Hah, I would dearly like to have shown you. That claim must sound pretty radical, but you have to understand that it wasn't really all that much. There where four plants under an air cooled 1000 watt hortilux HPS and they averaged a little over 5 ounces each for the total harvest which was 20 and 1/4 ounces or just over 575 grams. This means we got just barely over .5 grams per watt which is PATHETIC under a large HID lamp. Old pros like Bushy Older Grower could push over 1 gram per watt, usually getting more than TWO POUNDS from the same amount of light that I was using. I was in no way boasting when I posted those numbers (and trust me, I love to brag) and was merely trying to make the point that you can get good per-plant-yields from very short individuals withough having to resort to tying down the plants, or screen training or something along those lines.

-DM
 
I have a pair of pliers with a smooth, toothless jaw, and I carefully take them to the bottom stems of my girls and give them a good squeeze until I start to hear unpleasant sounds, and then I stop. It definitely is toughening them up. My Purple Haze has needed this the most since it keeps toppling over if I don't support it! The main stem on her is thick too! She just is such a floppy plant. Beating the shit out of the stem really does work, just be super careful!

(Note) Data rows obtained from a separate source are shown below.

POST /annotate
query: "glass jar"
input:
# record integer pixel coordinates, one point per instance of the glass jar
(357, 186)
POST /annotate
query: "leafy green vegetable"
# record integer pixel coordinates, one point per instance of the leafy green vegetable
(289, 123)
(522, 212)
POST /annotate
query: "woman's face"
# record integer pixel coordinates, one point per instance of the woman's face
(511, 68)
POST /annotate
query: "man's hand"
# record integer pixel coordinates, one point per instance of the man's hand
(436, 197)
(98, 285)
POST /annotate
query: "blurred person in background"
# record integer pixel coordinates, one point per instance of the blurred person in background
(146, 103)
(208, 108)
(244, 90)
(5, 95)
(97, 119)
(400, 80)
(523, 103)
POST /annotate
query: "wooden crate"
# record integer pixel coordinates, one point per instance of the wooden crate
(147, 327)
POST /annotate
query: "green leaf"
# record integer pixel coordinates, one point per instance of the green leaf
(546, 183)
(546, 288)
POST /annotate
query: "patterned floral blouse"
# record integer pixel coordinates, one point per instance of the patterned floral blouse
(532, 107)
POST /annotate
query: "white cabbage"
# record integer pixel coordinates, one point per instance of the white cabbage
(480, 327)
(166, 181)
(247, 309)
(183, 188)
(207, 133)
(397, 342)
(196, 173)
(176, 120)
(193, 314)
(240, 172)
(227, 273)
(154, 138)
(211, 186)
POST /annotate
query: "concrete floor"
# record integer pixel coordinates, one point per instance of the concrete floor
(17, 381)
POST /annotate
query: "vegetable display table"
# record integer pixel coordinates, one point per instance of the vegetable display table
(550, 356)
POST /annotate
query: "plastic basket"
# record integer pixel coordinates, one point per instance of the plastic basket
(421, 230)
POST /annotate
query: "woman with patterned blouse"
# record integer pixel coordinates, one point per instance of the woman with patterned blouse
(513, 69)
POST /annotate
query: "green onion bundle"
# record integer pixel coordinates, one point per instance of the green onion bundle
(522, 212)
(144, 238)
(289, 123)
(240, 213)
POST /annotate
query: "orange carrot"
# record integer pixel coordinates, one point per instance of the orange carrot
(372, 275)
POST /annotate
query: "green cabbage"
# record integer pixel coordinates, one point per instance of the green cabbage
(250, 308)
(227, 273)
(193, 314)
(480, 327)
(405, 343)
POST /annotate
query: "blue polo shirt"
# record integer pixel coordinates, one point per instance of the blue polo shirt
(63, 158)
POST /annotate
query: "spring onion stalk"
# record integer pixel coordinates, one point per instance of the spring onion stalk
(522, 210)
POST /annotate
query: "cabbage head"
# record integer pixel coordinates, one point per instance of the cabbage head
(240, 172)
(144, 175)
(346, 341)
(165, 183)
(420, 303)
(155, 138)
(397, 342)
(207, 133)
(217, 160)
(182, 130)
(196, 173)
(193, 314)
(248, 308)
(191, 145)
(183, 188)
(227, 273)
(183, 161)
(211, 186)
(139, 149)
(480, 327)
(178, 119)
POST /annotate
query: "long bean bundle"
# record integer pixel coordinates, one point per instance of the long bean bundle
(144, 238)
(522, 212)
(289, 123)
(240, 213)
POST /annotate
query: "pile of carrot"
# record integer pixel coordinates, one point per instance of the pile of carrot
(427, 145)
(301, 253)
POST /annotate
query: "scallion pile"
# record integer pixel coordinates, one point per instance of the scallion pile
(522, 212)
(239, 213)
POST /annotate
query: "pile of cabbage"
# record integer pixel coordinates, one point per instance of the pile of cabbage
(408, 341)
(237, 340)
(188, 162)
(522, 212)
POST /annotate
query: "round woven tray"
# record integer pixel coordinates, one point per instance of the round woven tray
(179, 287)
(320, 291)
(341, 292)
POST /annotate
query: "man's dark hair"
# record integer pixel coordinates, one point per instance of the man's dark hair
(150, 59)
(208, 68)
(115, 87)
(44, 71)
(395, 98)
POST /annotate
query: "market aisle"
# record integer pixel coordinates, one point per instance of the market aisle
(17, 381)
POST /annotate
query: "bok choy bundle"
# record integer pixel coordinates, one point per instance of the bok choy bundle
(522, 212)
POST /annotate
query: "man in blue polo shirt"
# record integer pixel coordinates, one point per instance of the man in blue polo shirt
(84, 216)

Aha! Normally I would not recommend supercropping with a tool, but it makes sense in your case. If you are going to wait until the plant gets a bit up to size before you start supercropping then this can help. I personally supercrop by hand only, doing it this way gives you a better feel for what is going on underneath. See, this is why I consider what I do different. As dongle69 duly noted, supercropping isn't particularly exotic around these parts. However, I have noted that the technique seems to only ever used in 2 scenarios:

ScrOG. If you really want to 'weave' your plants with a ScrOG setup the crimping technique becomes necessary.

Retro-fit. Just like MagicCannabis was talking about. Pinching the stem when the plant gets particularly gangly, or crushing it in a small location towards the bottom as the plant grows.

What I am talking about is complete supercropping, starting when the plant is very young (as its first set of serrated leaves come in) and continually crimping every new stem section that comes along, sometimes multiple times in the same place. Eventually, the stem goes rigid. It becomes so hard that you cannot crush it with your fingers. The cropping can be timed strategically with stretch in order to produce the 5 ounce 2 foot plant.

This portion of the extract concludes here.